/Short-term rental regs move to upper tier

Short-term rental regs move to upper tier

By Chad Ingram

The issue of regulating short-term rentals in Haliburton County will move to the upper tier of the county council table, after receiving support for the concept from each of the county’s four, lower-tier municipal councils.

County councillors came to that agreement during a May 12 online meeting.
During the past few years, each of the county’s four municipal councils have had conversations about introducing regulations and licensing programs for the operation of short-term rentals. In some cases, this has involved public meetings and issuing surveys, but no policies have been put in place.

A number of Ontario municipalities have begun looking at the regulation of short-term rentals within their borders, with some establishing bylaws. Notably, the Town of the Blue Mountains established a policy governing short-term rentals in its official plan in 2009. That policy was subject to an Ontario Municipal Board appeal, which was ultimately dismissed, with some tweaks made to the regulations. The Town of the Blue Mountains’ policy designates certain areas where short-term rentals are permitted, stipulates that owners must acquire a licence through the municipality, and abide by other requirements including occupant load maximums, a site plan, and separation requirements. The framework also entails a demerit point system, whereby owners earn demerits for infractions such as noise complaints.

“I think we’re all in the same boat,” said Dysart et al Mayor Andrea Roberts, adding that discussions in her municipality included the possibility of a licensing system. “I’d like to work together with everybody.”
Roberts said she thought a uniform approach made sense, particularly given some lakes straddle municipal borders.

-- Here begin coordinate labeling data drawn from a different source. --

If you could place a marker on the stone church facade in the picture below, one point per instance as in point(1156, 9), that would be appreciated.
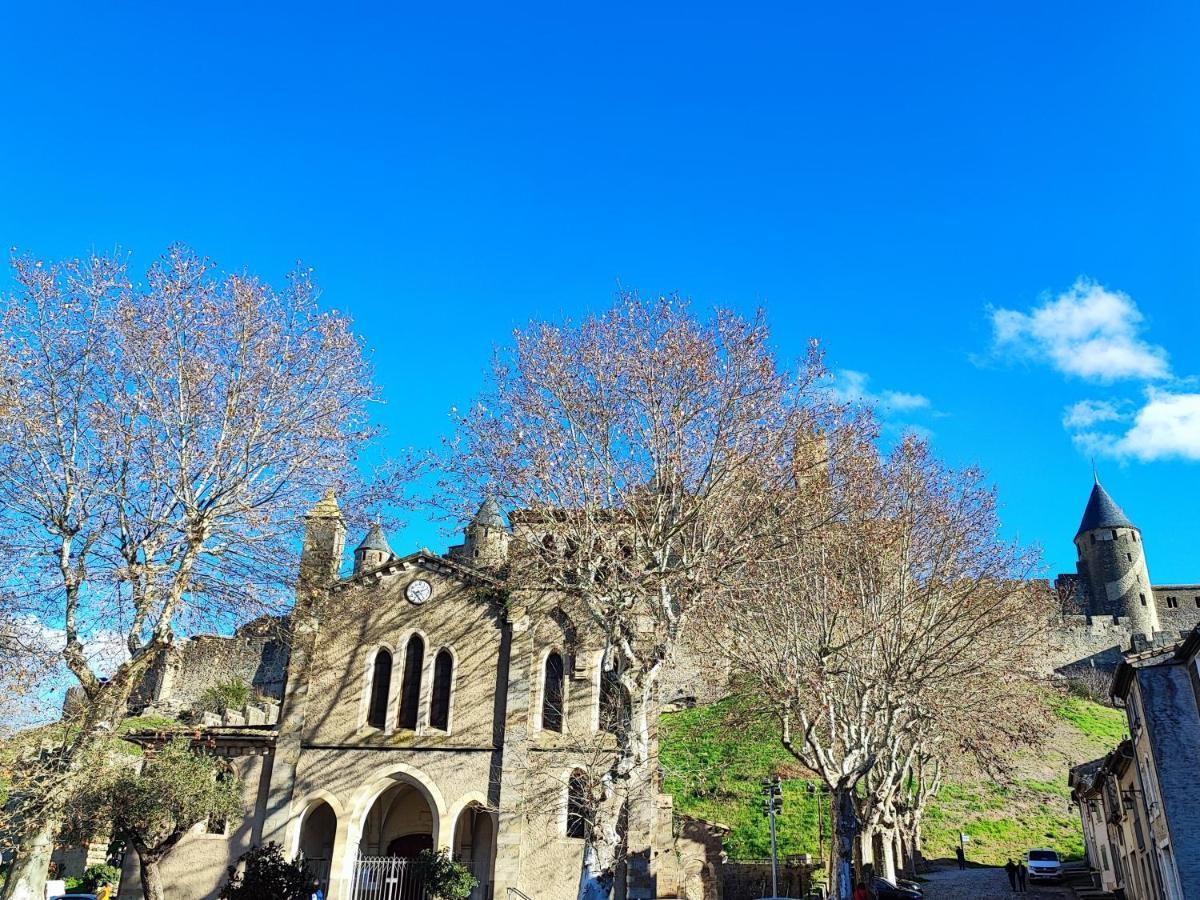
point(415, 706)
point(423, 709)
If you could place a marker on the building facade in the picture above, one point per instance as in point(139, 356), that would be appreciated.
point(426, 709)
point(1149, 787)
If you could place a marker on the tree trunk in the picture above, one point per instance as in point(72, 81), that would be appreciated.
point(845, 833)
point(27, 877)
point(151, 879)
point(887, 865)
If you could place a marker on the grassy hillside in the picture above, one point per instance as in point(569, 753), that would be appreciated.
point(715, 757)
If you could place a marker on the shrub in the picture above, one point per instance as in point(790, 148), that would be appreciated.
point(223, 696)
point(267, 875)
point(444, 879)
point(96, 876)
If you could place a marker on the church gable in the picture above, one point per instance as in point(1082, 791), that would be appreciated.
point(407, 655)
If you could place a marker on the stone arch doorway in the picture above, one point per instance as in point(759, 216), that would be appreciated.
point(399, 825)
point(400, 819)
point(409, 845)
point(474, 841)
point(317, 833)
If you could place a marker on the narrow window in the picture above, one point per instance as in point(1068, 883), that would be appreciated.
point(381, 682)
point(439, 705)
point(577, 813)
point(552, 694)
point(615, 713)
point(411, 689)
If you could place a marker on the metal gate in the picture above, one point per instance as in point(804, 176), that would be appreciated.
point(387, 879)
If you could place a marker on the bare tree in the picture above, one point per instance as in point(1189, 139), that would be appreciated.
point(178, 786)
point(641, 450)
point(157, 444)
point(886, 629)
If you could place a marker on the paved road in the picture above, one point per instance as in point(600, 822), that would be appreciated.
point(985, 885)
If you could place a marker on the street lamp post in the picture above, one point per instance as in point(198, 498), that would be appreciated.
point(773, 802)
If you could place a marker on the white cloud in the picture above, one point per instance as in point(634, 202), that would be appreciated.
point(1087, 413)
point(851, 387)
point(1087, 331)
point(1167, 427)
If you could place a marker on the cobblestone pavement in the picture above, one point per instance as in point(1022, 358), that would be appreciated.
point(985, 883)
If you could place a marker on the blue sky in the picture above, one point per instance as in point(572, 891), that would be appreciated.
point(922, 186)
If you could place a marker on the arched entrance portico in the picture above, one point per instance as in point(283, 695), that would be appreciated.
point(393, 819)
point(318, 829)
point(474, 845)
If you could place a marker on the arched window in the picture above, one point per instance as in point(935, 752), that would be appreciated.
point(615, 707)
point(579, 813)
point(552, 694)
point(411, 688)
point(381, 683)
point(439, 703)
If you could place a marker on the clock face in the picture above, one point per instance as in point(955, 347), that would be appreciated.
point(419, 591)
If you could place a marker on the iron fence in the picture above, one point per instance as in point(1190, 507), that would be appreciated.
point(387, 879)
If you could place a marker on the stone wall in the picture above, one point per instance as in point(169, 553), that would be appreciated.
point(196, 868)
point(1179, 606)
point(256, 653)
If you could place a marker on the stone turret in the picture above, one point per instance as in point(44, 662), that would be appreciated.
point(324, 541)
point(487, 537)
point(373, 551)
point(1113, 564)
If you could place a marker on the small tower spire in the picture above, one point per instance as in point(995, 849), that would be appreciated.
point(487, 535)
point(373, 551)
point(1113, 563)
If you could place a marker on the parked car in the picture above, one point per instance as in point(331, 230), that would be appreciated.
point(885, 889)
point(1043, 865)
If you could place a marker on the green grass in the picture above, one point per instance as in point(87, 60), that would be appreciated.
point(714, 760)
point(1105, 725)
point(715, 757)
point(1003, 820)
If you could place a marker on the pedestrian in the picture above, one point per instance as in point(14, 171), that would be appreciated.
point(1011, 870)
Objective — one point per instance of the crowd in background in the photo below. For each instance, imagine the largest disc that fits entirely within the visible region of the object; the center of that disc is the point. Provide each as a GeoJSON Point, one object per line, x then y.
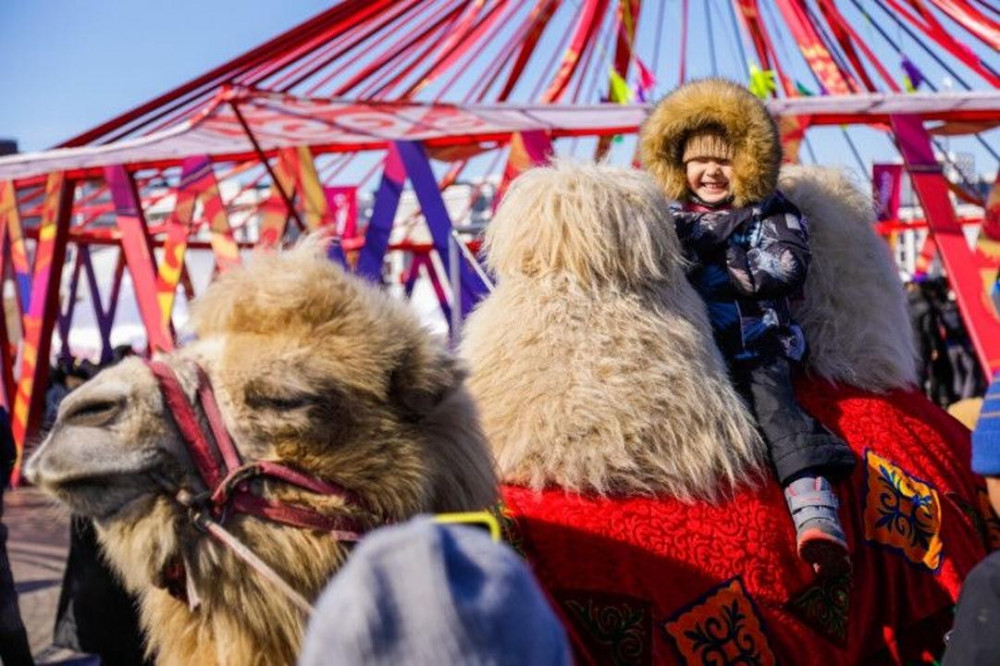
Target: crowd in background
{"type": "Point", "coordinates": [946, 364]}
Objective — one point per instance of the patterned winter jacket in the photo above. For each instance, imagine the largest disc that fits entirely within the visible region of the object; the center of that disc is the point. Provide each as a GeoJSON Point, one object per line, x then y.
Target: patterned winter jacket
{"type": "Point", "coordinates": [746, 264]}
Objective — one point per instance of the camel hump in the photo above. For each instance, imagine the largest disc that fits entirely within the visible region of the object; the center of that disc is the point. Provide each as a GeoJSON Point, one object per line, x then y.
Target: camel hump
{"type": "Point", "coordinates": [854, 312]}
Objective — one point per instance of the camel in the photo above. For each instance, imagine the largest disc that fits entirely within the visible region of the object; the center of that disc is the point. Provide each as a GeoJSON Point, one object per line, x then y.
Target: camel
{"type": "Point", "coordinates": [631, 482]}
{"type": "Point", "coordinates": [645, 464]}
{"type": "Point", "coordinates": [310, 367]}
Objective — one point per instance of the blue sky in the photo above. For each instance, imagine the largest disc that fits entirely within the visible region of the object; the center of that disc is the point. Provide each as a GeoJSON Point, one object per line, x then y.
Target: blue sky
{"type": "Point", "coordinates": [66, 66]}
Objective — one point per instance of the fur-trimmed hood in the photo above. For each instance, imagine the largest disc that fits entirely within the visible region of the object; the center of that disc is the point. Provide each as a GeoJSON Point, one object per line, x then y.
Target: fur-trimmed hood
{"type": "Point", "coordinates": [728, 106]}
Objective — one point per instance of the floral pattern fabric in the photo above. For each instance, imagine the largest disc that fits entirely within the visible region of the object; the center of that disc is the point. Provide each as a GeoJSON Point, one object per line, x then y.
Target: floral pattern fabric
{"type": "Point", "coordinates": [902, 512]}
{"type": "Point", "coordinates": [746, 263]}
{"type": "Point", "coordinates": [616, 565]}
{"type": "Point", "coordinates": [722, 629]}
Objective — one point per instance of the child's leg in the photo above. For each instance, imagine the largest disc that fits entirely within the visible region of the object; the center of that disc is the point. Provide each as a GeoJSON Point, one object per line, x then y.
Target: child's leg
{"type": "Point", "coordinates": [806, 456]}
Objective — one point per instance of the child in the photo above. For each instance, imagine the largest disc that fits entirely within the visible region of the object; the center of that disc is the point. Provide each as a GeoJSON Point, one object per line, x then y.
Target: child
{"type": "Point", "coordinates": [715, 149]}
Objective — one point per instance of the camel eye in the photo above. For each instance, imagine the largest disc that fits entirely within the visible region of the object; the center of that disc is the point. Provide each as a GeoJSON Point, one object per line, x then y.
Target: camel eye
{"type": "Point", "coordinates": [265, 397]}
{"type": "Point", "coordinates": [282, 403]}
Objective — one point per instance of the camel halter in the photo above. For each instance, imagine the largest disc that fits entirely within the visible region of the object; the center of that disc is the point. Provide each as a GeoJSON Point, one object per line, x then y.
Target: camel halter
{"type": "Point", "coordinates": [227, 479]}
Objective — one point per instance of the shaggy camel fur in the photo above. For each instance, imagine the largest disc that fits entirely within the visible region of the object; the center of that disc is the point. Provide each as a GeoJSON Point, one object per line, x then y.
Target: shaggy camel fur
{"type": "Point", "coordinates": [592, 360]}
{"type": "Point", "coordinates": [311, 368]}
{"type": "Point", "coordinates": [854, 312]}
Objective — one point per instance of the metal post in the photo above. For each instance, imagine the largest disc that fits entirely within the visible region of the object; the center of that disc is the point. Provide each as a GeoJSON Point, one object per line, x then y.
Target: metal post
{"type": "Point", "coordinates": [40, 319]}
{"type": "Point", "coordinates": [455, 277]}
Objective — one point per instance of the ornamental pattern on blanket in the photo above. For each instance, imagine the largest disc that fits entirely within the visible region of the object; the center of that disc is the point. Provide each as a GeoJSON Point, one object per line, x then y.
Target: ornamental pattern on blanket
{"type": "Point", "coordinates": [672, 559]}
{"type": "Point", "coordinates": [902, 512]}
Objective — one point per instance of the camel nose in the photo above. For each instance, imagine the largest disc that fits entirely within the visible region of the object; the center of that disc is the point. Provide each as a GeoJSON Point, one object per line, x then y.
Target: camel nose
{"type": "Point", "coordinates": [93, 405]}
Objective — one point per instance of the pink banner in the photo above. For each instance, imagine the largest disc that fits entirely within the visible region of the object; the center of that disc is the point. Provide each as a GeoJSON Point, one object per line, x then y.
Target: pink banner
{"type": "Point", "coordinates": [887, 183]}
{"type": "Point", "coordinates": [343, 204]}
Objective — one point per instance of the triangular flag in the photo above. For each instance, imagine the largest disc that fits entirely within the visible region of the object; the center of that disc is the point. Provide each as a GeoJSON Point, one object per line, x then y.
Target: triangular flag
{"type": "Point", "coordinates": [647, 81]}
{"type": "Point", "coordinates": [761, 82]}
{"type": "Point", "coordinates": [805, 92]}
{"type": "Point", "coordinates": [619, 92]}
{"type": "Point", "coordinates": [912, 77]}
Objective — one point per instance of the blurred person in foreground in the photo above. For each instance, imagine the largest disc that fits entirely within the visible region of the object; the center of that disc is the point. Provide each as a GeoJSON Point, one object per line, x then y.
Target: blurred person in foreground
{"type": "Point", "coordinates": [426, 594]}
{"type": "Point", "coordinates": [14, 647]}
{"type": "Point", "coordinates": [975, 638]}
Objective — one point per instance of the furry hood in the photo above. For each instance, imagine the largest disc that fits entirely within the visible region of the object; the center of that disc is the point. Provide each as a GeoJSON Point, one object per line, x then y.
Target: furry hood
{"type": "Point", "coordinates": [745, 120]}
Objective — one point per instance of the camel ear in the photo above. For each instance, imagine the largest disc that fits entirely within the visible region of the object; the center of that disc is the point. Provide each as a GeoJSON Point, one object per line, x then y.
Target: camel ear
{"type": "Point", "coordinates": [418, 385]}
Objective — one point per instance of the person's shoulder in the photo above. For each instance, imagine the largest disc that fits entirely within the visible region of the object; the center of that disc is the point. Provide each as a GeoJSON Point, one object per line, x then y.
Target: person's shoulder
{"type": "Point", "coordinates": [986, 574]}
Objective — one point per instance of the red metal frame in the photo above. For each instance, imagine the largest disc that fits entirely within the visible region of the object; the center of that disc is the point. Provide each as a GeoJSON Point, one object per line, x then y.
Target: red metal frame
{"type": "Point", "coordinates": [402, 49]}
{"type": "Point", "coordinates": [40, 319]}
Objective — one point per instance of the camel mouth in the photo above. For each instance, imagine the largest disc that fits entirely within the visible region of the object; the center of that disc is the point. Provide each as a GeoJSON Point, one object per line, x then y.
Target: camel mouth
{"type": "Point", "coordinates": [107, 497]}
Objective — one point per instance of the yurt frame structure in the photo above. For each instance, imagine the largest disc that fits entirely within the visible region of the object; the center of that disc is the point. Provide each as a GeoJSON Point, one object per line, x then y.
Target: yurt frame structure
{"type": "Point", "coordinates": [385, 93]}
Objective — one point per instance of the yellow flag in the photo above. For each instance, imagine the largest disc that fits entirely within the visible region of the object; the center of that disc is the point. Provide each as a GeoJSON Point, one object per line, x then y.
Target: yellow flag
{"type": "Point", "coordinates": [619, 92]}
{"type": "Point", "coordinates": [761, 82]}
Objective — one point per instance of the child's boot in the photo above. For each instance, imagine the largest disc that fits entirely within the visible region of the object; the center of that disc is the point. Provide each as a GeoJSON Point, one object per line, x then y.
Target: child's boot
{"type": "Point", "coordinates": [818, 534]}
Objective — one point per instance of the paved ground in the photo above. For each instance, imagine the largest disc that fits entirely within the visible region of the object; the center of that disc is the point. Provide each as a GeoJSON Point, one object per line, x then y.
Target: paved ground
{"type": "Point", "coordinates": [38, 543]}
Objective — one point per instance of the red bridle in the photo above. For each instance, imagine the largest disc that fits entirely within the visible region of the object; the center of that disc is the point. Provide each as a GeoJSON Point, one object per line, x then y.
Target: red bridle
{"type": "Point", "coordinates": [227, 479]}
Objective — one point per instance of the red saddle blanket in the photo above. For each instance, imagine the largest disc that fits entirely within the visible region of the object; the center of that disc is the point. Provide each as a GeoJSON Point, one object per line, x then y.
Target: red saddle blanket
{"type": "Point", "coordinates": [653, 580]}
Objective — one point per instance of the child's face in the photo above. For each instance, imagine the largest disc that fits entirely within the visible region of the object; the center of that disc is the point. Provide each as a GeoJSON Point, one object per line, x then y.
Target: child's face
{"type": "Point", "coordinates": [710, 178]}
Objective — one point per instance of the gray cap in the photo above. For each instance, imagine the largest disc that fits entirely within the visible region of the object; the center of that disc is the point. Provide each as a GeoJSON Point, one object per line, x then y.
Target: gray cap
{"type": "Point", "coordinates": [425, 593]}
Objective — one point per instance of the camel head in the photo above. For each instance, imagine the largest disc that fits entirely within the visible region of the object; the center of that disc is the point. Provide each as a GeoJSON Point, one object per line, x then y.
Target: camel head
{"type": "Point", "coordinates": [312, 369]}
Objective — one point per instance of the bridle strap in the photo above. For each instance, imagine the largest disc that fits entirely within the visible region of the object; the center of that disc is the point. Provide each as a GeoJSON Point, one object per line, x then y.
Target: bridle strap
{"type": "Point", "coordinates": [202, 452]}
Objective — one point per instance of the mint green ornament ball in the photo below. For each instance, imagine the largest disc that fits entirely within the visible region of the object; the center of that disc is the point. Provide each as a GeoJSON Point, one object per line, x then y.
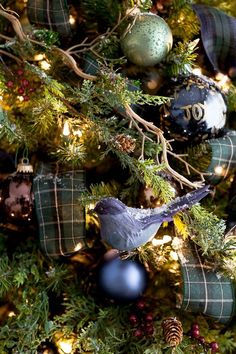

Algonquin Highlands Deputy Mayor and County Warden Liz Danielsen suggested a fuller conversation on the topic at council’s May 26 meeting.
“I think it’s something we can talk about then, and trust me, I would really like us to have something that’s across the board across the county,” Danielsen said. “It just makes sense that we’re doing the same thing in that regard.”

Roberts suggested that, as was the case with the creation of the county’s shoreline protection bylaw, the lower-tier councils should be asked for resolutions of support, delegating authority on the matter to the upper tier of the county.

“I think this is an issue that’s best approached at the county level,” said Algonquin Highlands Mayor Carol Moffatt. Algonquin Highlands council began discussing potential regulations last summer, and as  Moffatt noted, a draft survey ready to be sent out to the public was set to come before council during a May 20 meeting. Moffatt suggested that if the county council was going to take on the topic, that the township could defer issuing the survey. She added substantial work on the subject has been done by Lake of Bays township, which borders Algonquin Highlands and is part of the District of Muskoka.

“There’s some extremely good and comprehensive work done over the last couple of years by Lake of Bays,” Moffatt said. “They have a very comprehensive report done on it, including a survey, and those outcomes.”

Dysart et al Deputy Mayor Pat Kennedy suggested that Algonquin Highlands might still proceed with its survey, adding it could provide the most-up-to-date information and also form the framework for a larger survey.

“In Minden Hills, we’ve had a number of conversations about this, and in principle, do I agree to take a collaborative, county-wide approach with this? I really, really do,” said Minden Hills Mayor Brent Devolin. Devolin said he had some concerns regarding zoning bylaws and official plans and what overlap and implications there might be for short-term rental regulations, including potentially the creation of a new property classification.

“I would like to discuss that further,” Devolin said, adding that could include input from planning firm D.M. Wills Associates Limited, recently hired by the county to conduct its planning business after the departure of the county’s planning director.
“Having said that, have one uniform set of standards across the county? Hallelujah,” Devolin said. “We should do it on a lot more fronts, not just this.”

“I’m hearing complete concurrence that we should be doing this,” said Danielsen.

The matter will be taken to the lower-tier councils for their support.